New 5-axis capacity online: DMG MORI DMU 80 monoBLOCK installed.
Our second DMG MORI 5-axis machining center — a DMU 80 monoBLOCK — came online for production work in November. This roughly doubles our 5-axis capacity for large aluminum battery enclosure work and unlocks a few specific things we could not do well before.
What it adds
The DMU 80 has a working envelope of 800 mm × 800 mm × 600 mm — roughly 31 × 31 × 24 inches. Combined with our existing DMU 65 and the two Mazak VTC-300A units, we now have 5-axis capacity to about 80 × 40 × 24 inches across multiple machines, which means we can run two or three different battery enclosure programs in parallel without bottlenecking.
The DMU 80 also has a heavier table (3,500 kg capacity) and a more rigid spindle — better for the larger truck-program enclosures we have been quoting. Our DMU 65 is a great machine but the truck work was at the edge of its rigidity envelope.
Why we chose this machine specifically
We evaluated four candidates: the DMU 80, a Mazak Variaxis i-700, a Hermle C 32, and a Heller F 6000. Each has strengths. We picked the DMU 80 for two reasons.
First: tool consistency with our existing DMG MORI machine. Operators can move between the DMU 65 and the DMU 80 without retraining, and our CAM postprocessors and tool libraries carry over directly. This is not a small thing — it shaves probably four months off the practical ramp time to full production.

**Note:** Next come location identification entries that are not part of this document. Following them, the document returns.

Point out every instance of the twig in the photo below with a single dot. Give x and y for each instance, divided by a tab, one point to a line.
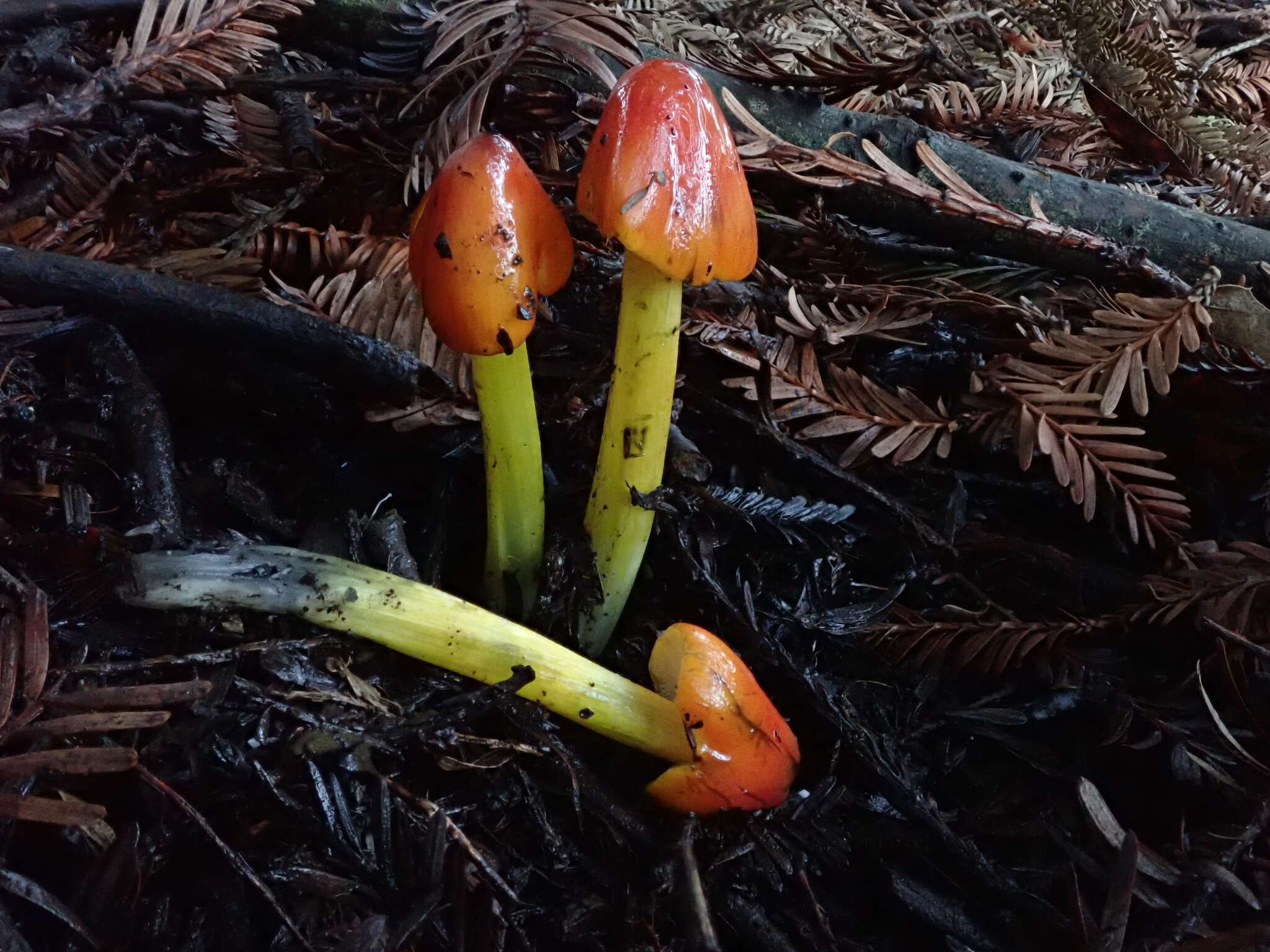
487	868
698	904
1219	55
144	301
1235	638
220	656
236	861
810	456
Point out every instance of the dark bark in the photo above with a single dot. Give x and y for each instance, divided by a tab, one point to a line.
141	301
23	13
139	418
1179	239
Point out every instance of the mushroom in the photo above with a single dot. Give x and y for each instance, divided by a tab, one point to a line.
745	754
486	244
664	177
709	716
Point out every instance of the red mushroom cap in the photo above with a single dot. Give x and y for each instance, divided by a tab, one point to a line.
484	244
745	753
664	177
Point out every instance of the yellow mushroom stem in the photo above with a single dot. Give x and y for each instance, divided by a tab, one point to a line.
418	621
633	443
513	482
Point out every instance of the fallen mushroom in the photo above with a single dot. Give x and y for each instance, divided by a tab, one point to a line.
709	716
744	753
486	244
662	175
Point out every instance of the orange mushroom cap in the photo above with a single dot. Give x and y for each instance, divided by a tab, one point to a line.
745	753
484	244
664	177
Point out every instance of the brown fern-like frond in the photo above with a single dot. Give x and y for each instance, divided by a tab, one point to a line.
205	41
900	426
1230	586
299	253
1237	89
833	324
210	266
87	180
986	648
1082	448
1126	348
482	41
838	75
244	128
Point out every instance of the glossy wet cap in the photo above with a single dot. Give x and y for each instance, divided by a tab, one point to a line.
664	177
745	753
484	244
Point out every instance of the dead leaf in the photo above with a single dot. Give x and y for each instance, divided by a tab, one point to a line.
1241	320
1129	134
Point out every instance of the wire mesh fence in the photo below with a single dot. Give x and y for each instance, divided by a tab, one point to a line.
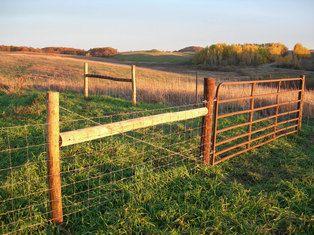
99	173
95	173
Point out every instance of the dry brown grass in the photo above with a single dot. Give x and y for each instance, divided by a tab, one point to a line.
35	71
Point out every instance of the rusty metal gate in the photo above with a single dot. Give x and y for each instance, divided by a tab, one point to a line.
255	124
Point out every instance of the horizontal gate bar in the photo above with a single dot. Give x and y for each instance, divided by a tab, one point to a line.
255	131
257	109
255	96
260	137
255	146
97	132
256	121
108	77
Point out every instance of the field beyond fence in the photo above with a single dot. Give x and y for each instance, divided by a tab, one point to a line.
105	157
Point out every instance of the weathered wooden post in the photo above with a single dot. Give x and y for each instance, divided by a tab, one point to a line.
53	159
85	80
300	103
209	95
133	85
196	87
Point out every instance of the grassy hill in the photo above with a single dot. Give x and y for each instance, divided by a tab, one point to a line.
268	190
155	57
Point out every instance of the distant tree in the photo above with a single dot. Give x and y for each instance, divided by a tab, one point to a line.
299	52
277	49
191	49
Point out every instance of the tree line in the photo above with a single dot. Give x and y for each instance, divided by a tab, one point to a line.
98	52
222	54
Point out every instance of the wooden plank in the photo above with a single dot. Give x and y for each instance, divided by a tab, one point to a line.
53	159
108	78
101	131
85	80
206	138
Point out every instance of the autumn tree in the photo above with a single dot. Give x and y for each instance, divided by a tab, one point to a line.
299	52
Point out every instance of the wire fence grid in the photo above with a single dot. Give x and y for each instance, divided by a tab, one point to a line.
93	173
100	173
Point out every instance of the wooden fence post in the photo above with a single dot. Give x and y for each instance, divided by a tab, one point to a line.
53	160
300	103
85	80
209	95
196	87
133	85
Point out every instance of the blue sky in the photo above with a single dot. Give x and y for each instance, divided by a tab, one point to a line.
160	24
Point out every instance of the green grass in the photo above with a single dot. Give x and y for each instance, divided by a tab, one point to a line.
135	188
155	57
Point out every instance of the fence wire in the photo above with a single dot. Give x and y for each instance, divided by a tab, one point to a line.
96	173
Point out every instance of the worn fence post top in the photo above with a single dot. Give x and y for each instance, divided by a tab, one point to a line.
53	94
210	80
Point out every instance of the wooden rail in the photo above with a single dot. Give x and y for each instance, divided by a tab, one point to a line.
101	131
108	77
88	75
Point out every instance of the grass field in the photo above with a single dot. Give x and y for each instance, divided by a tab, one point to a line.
42	72
155	57
268	190
132	183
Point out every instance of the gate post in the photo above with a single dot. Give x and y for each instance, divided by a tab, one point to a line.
85	80
133	85
53	158
300	103
206	138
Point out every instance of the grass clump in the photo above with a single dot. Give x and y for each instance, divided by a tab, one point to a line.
121	185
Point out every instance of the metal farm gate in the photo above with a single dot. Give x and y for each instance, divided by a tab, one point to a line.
255	124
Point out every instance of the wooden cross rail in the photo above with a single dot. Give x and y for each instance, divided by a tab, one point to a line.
132	80
108	77
101	131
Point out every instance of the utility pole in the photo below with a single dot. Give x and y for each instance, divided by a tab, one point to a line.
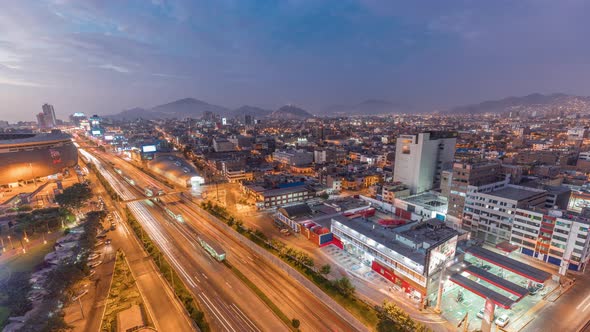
81	308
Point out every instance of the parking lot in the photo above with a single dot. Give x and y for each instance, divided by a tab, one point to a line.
454	306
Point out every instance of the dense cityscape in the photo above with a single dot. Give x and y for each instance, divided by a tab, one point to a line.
279	220
334	165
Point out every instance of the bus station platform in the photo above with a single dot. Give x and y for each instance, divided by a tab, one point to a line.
482	291
497	281
509	264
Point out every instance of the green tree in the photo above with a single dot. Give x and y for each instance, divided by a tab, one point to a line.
344	286
74	196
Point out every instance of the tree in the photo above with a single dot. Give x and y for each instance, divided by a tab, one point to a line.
73	197
344	286
325	269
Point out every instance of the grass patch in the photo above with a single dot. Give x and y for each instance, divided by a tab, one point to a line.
260	294
168	272
4	314
123	295
26	262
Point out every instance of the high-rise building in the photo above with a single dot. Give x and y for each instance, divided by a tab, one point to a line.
470	177
420	159
41	121
49	116
77	118
489	216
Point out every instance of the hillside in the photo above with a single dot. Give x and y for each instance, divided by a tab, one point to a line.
290	112
532	102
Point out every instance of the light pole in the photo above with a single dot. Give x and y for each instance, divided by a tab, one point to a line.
441	283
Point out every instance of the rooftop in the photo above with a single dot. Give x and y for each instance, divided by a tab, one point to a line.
384	236
28	139
429	200
516	193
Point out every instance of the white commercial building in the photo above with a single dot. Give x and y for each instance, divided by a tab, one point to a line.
420	159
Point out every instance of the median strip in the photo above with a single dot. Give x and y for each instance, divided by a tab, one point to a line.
260	294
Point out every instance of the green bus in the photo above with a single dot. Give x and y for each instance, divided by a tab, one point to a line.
212	248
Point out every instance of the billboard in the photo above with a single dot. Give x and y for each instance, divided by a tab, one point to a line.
148	148
488	315
442	254
578	201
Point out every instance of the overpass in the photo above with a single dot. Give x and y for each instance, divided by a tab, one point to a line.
176	192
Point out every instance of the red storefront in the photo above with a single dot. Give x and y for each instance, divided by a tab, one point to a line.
391	276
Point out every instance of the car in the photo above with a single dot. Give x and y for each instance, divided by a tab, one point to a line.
502	320
480	313
94	264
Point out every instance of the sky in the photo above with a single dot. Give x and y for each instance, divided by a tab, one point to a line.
103	56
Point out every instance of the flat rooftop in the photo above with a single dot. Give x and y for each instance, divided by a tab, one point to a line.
431	231
515	193
28	139
429	200
382	235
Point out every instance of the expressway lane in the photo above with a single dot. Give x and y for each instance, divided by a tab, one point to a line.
216	286
293	299
228	303
287	293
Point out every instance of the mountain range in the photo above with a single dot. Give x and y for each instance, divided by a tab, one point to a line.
368	107
190	107
531	102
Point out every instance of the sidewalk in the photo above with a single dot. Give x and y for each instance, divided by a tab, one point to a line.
374	288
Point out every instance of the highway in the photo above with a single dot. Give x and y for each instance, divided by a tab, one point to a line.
227	302
161	304
288	294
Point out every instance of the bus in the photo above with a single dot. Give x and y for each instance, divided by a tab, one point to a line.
129	180
212	248
177	217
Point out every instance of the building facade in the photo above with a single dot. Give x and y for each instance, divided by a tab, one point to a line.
420	159
489	216
553	236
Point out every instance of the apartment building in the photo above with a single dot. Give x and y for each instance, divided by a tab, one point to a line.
489	216
553	236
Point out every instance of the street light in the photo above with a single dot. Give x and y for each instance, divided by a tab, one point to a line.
441	282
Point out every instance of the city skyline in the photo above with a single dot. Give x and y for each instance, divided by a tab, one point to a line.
102	57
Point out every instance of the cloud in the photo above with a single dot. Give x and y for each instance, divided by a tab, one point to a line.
21	83
118	69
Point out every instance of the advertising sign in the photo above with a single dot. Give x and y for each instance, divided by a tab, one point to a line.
148	148
488	315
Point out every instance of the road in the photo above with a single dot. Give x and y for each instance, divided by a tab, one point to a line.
293	299
165	310
227	302
288	294
570	312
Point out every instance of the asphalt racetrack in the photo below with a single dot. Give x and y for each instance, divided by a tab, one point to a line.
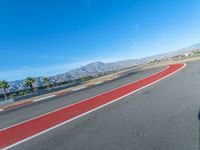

Second: the DMG MORI service-and-support contract is the deepest in the Southeast. Mazak and Hermle both have great machines but their nearest 24-hour service tech for our model lines is a longer drive. For a customer with a tight delivery schedule, that difference matters when something goes wrong at 2 AM.
What is now possible that was not before
We can now quote work in two specific lanes that were marginal for us before:
- Class-8 truck-spec enclosures up to 78 inches, where the rigidity matters more than the absolute envelope size.
- Higher-volume passenger-EV runs above 15,000 units per program, where we previously would have had to run weekend shifts on a single machine to keep pace.